2) Each player has three “movement points” at the start of his or her turn. Each action in the game costs a certain number of movement points. To turn over a tile and move there costs one movement point (Note: players must move to the tile they turn over). To search a building costs two movement points. Building a treehouse costs three movement points.

3) Players may only move to adjacent tiles (no diagonal movement). They can also travel over tiles that have already been overturned; moving one tile costs one movement point.

4) Treehouses cost five wood to build. Players collect wood by searching buildings, and a die roll determines how much wood is found. Buildings may only be searched once, and they can be searched from the ground level or from the rooftop.

5) Treehouses built on ground-level trees are worth one “victory point,” while those built on trees on top of buildings are worth two victory points.

6) To climb up to a rooftop, players must first move to a “ruins” tile, which acts as a staircase. To climb down from the top of the building, players must return to the ruins tile. If two buildings are adjacent to one another, players may travel from rooftop to rooftop. However, players cannot search adjacent tiles from a rooftop, and must return to the ground first. Note: not all rooftops will be accessible, as ruins tiles are distributed randomly.

7) Certain tiles have special meaning, as illustrated above.

8) The game is over when the last tile is overturned, and the player with the most victory points wins.

Get ready for pictures of the game in action!


The illustrious newton64 considers his next move.


Me and Freckle chart a course to victory.


Funfact: that “Beer Doctor 1979″ pin in the background is actually from 1979. Props, newton.


Twee and Spider in an epic battle royale to the death.


Overturned tokens denote searched buildings. Eventually we switched those out for coins, which held down the tiles. Also, there’s an OCD bonus: the treehouse tokens actually align with the tree art.


Pradeep watches anxiously as I go mad with power.

If you’re feeling bored, or feeling like celebrating Canada Day by cutting out a bunch of little paper shapes, a pdf of the game is available here.
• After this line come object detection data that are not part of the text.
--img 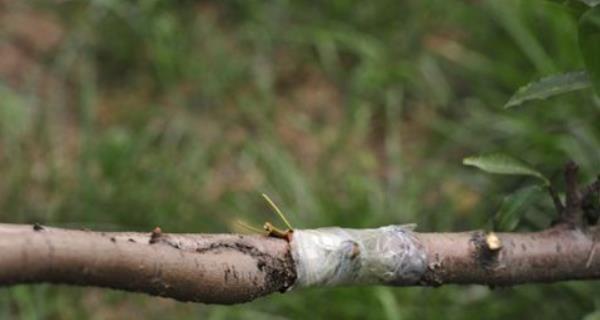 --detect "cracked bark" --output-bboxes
[0,165,600,304]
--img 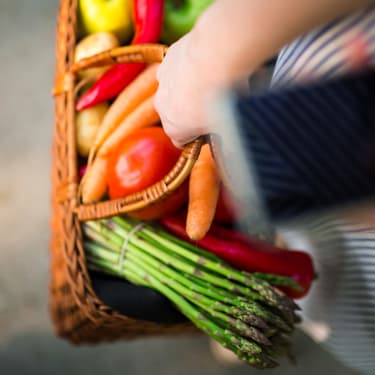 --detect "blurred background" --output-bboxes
[0,0,362,375]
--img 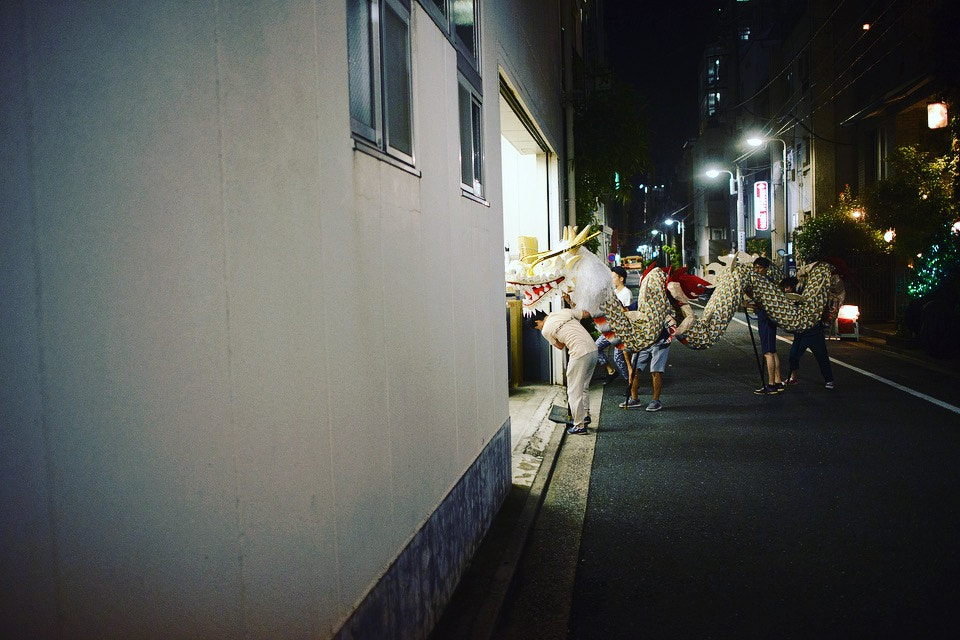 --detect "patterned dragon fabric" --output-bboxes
[506,227,832,351]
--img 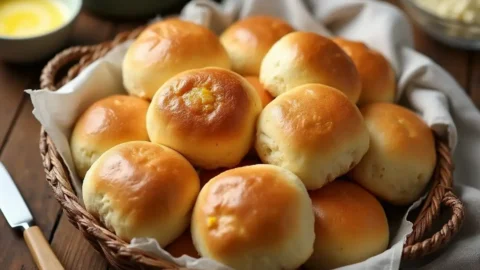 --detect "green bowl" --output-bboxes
[83,0,189,19]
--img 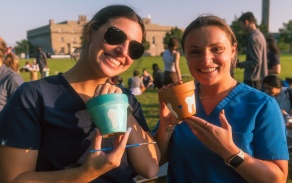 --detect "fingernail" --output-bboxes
[127,127,132,133]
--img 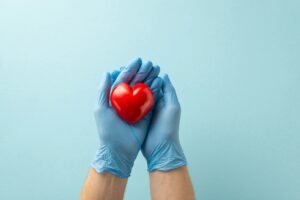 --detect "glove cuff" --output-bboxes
[147,141,187,172]
[91,145,134,178]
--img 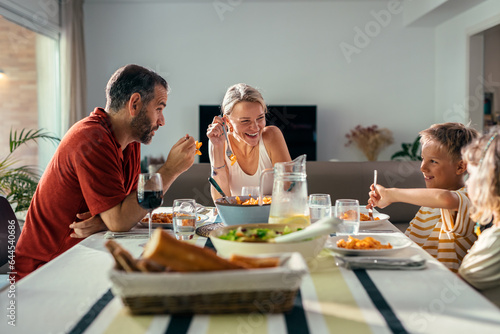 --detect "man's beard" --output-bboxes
[130,107,158,145]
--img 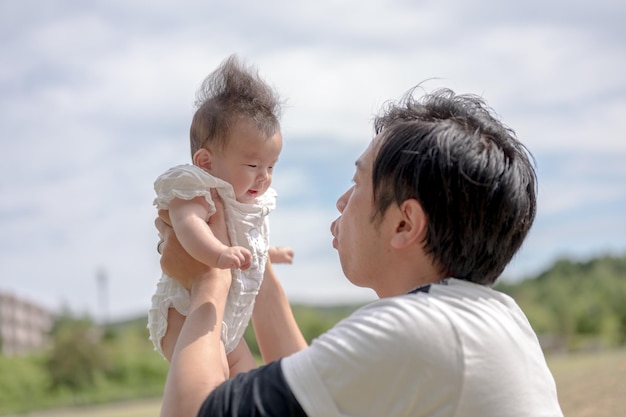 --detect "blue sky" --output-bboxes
[0,0,626,318]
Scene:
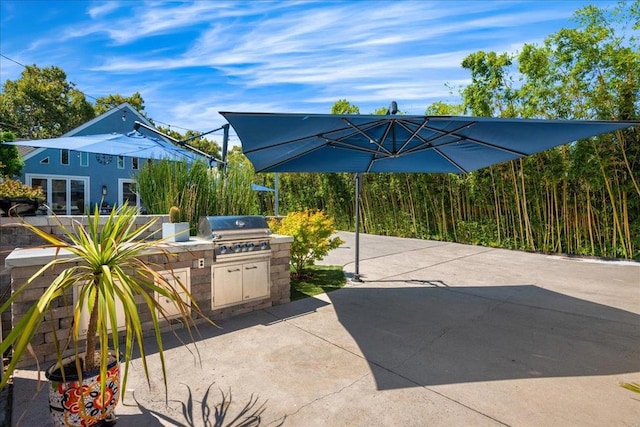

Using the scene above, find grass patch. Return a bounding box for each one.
[291,265,347,301]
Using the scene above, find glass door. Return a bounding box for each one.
[26,175,89,215]
[118,179,140,208]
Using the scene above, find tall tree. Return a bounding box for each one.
[331,99,360,114]
[0,131,24,177]
[93,92,146,117]
[0,65,95,139]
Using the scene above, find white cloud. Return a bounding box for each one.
[87,0,120,19]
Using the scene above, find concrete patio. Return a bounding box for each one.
[12,232,640,427]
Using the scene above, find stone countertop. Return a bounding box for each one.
[4,234,293,268]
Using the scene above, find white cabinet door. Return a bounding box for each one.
[242,261,269,300]
[156,268,191,317]
[212,264,242,307]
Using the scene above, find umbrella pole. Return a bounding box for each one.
[353,173,362,282]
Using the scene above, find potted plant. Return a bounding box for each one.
[0,204,206,426]
[0,176,44,216]
[162,206,189,242]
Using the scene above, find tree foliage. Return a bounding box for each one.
[93,91,146,116]
[269,209,344,277]
[331,99,360,114]
[0,65,95,139]
[0,131,24,177]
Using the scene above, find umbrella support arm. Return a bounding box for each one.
[352,173,362,282]
[133,120,229,168]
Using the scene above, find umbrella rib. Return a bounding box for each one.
[256,145,325,172]
[405,121,476,153]
[418,122,528,156]
[398,118,430,153]
[433,147,469,173]
[243,135,318,155]
[342,117,393,156]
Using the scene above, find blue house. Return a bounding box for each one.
[22,103,169,215]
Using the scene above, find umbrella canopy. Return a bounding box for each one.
[220,112,640,280]
[220,112,638,173]
[6,132,204,162]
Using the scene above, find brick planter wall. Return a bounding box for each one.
[0,215,292,368]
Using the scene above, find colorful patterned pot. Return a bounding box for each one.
[45,356,122,427]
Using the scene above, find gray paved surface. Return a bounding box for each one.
[8,233,640,427]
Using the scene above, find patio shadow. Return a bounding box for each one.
[328,280,640,390]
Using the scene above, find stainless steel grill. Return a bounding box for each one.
[198,215,271,261]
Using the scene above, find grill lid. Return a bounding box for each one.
[198,215,271,240]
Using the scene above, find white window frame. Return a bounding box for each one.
[24,173,91,215]
[118,178,140,210]
[60,148,71,166]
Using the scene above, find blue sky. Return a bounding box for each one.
[0,0,615,143]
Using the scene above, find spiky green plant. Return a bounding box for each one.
[0,204,206,397]
[169,206,180,224]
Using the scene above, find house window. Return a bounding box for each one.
[25,174,89,215]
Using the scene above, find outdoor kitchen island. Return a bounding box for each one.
[5,216,293,367]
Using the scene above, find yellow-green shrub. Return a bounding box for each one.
[269,209,344,277]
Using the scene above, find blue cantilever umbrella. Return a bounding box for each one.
[220,112,640,279]
[6,132,204,162]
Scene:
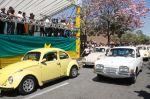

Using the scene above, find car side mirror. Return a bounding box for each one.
[41,58,46,63]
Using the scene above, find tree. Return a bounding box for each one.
[90,0,150,45]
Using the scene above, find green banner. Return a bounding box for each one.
[0,34,76,57]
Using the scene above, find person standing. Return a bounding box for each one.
[17,11,24,35]
[7,7,15,35]
[0,8,6,34]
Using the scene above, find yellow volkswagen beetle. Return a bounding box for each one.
[0,48,79,95]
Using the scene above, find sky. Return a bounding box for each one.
[138,0,150,36]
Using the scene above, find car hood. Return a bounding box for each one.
[95,57,135,68]
[0,60,38,85]
[85,52,105,62]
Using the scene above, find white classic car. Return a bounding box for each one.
[137,45,150,59]
[94,46,143,83]
[82,46,110,65]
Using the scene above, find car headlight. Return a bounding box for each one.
[119,66,129,72]
[95,64,104,70]
[8,76,13,84]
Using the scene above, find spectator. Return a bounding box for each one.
[0,8,6,34]
[17,11,24,35]
[7,7,15,35]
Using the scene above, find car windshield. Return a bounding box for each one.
[94,48,105,53]
[108,48,135,57]
[23,52,41,61]
[138,47,146,50]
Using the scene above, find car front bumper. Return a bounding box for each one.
[0,86,14,91]
[95,70,134,78]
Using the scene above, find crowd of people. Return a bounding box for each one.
[0,7,75,37]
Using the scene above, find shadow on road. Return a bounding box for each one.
[92,76,131,86]
[134,90,150,99]
[82,65,94,69]
[39,77,69,89]
[0,77,69,98]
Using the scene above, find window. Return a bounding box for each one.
[59,52,69,59]
[43,52,57,61]
[109,48,135,57]
[23,52,41,61]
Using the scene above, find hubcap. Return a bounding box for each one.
[23,79,34,92]
[72,68,78,77]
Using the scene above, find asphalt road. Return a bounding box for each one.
[0,62,150,99]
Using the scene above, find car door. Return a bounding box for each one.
[136,49,143,70]
[42,52,60,81]
[59,51,71,76]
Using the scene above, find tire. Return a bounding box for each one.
[130,69,138,84]
[18,76,37,95]
[97,74,103,79]
[70,66,78,78]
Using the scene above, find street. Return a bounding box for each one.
[0,62,150,99]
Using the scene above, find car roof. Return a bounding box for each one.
[112,46,136,49]
[29,48,64,53]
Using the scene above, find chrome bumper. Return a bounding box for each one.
[82,62,94,65]
[0,86,14,91]
[95,70,134,78]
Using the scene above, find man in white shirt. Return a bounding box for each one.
[16,11,24,35]
[44,18,50,36]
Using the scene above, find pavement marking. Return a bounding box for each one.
[24,82,69,99]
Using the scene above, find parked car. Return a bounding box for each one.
[94,46,143,83]
[137,45,150,59]
[0,48,79,94]
[82,46,110,65]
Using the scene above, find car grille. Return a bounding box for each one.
[104,67,117,73]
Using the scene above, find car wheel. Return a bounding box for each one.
[18,76,36,95]
[70,66,78,78]
[97,74,103,79]
[130,70,138,83]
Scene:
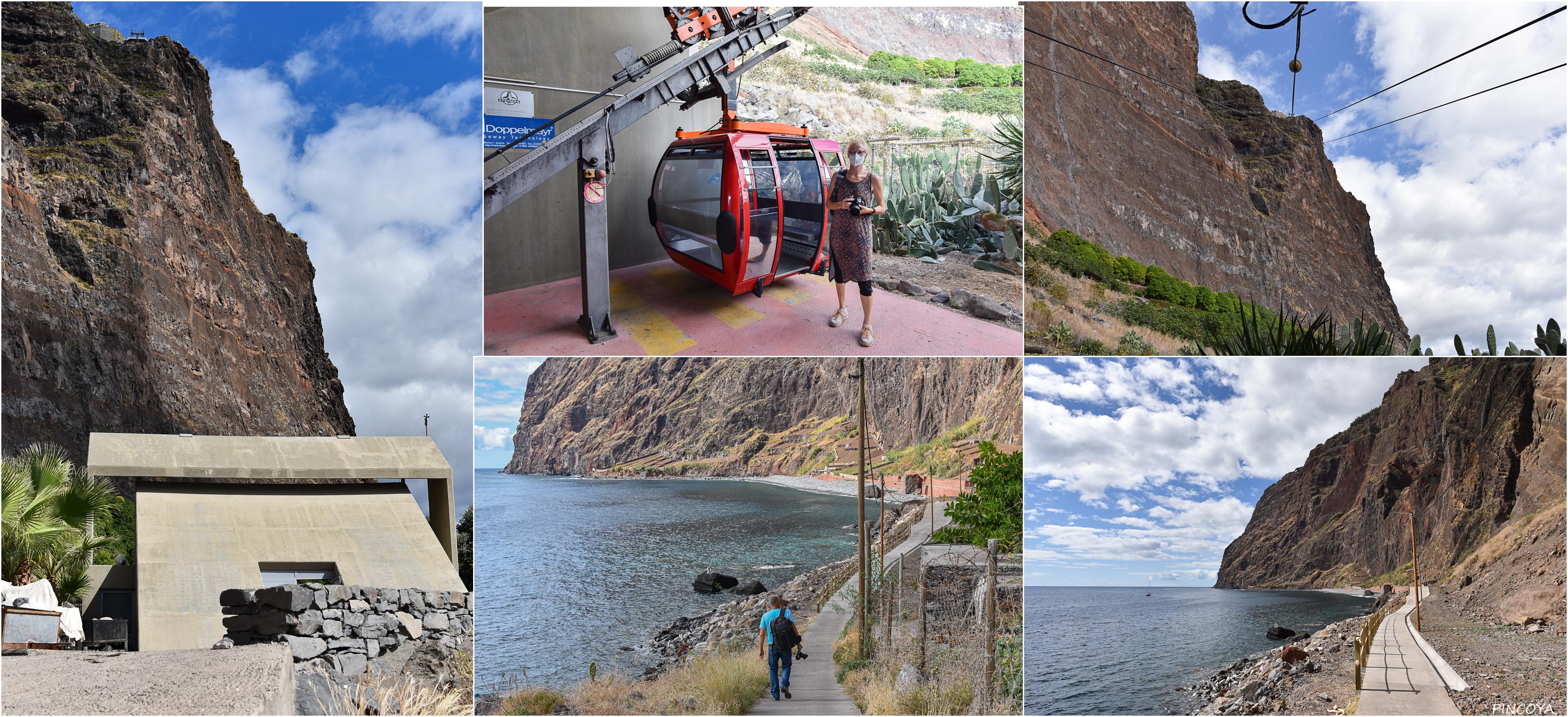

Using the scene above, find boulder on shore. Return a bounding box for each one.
[692,573,740,593]
[1269,624,1295,640]
[729,580,768,595]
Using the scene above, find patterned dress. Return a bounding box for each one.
[828,169,877,284]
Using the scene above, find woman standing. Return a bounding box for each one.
[828,140,887,347]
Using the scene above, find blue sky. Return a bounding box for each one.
[1187,2,1568,353]
[1024,356,1429,587]
[474,356,544,467]
[75,2,483,510]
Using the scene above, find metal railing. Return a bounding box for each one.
[1357,602,1392,690]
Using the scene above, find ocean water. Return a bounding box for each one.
[474,469,875,693]
[1024,587,1372,714]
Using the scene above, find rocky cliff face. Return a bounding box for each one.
[504,358,1022,475]
[1024,3,1408,339]
[3,3,354,460]
[1215,358,1565,599]
[790,6,1024,65]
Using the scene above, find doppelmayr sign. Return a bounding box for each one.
[485,88,555,149]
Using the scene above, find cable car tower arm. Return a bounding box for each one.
[485,8,811,220]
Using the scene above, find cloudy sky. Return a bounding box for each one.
[75,2,482,511]
[1189,2,1568,353]
[474,356,544,467]
[1024,356,1429,587]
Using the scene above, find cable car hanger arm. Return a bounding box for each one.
[485,8,809,218]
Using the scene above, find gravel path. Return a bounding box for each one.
[0,645,293,714]
[1421,587,1568,714]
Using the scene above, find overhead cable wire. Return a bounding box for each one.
[1323,63,1568,144]
[1317,5,1568,121]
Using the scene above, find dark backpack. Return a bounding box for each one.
[768,610,800,652]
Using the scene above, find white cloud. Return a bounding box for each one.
[210,65,482,508]
[419,77,483,132]
[1323,3,1568,346]
[284,50,319,85]
[369,2,483,44]
[1024,358,1427,499]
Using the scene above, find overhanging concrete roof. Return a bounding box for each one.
[88,433,452,480]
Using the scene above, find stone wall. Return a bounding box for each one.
[213,583,474,676]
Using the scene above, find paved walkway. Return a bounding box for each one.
[1357,587,1465,715]
[751,502,952,715]
[485,259,1024,356]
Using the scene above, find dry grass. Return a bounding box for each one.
[1447,501,1565,577]
[322,674,474,714]
[742,44,999,137]
[497,649,768,714]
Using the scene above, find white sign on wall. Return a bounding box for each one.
[485,88,533,118]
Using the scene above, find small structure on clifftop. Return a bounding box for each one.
[88,433,466,649]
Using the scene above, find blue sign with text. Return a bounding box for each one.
[485,115,555,149]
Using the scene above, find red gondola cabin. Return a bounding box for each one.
[648,122,842,295]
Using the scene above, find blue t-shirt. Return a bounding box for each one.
[762,607,795,645]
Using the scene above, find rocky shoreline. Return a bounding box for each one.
[1176,598,1402,715]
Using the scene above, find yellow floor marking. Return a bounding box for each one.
[762,282,811,306]
[610,279,696,356]
[646,267,767,328]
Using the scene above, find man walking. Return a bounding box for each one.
[758,595,800,700]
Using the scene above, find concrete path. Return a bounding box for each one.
[751,504,952,715]
[1357,588,1465,715]
[0,643,295,714]
[485,259,1024,356]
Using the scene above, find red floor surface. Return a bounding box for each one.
[485,260,1024,356]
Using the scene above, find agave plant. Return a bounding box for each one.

If you happen to play it, don’t hesitate to let me know what you thought, party people.

5 Responses to “Paper Treehouse”

  1. newton64 Says:

    I am indeed the illustriest.

    Nice chapeau.

  2. activationensues Says:

    I am going to play the heck out of this game tonight… tomorrow… sometime soon. ASSEMBLE TECHIE TEAM ALPHA!

  3. Ivy Says:

    @activationensues: I hope you enjoy it! One thing I don’t think I mentioned anywhere is that once you’ve climbed to the roof of a building, you can hop to any adjacent buildings as well. You’ll still need to go back to the ruins (basically a ladder) to climb down though.

    And, what else…you can search buildings from ground level, and you never move diagonally in this game. Let me know if any other issues come up! A lot of this stuff, I had to resolve on the fly.

    And @newton64: It is indeed un bon chapeau. It is the bonnest.

  4. sfllaw Says:

    I feel a little silly asking, but where are the rules?

  5. Ivy Says:

    Boogie on over to the link in the first paragraph. I think it covers everything you need to know. I should probably type something up though.

    Edit: Rules added to post, check ‘em on out.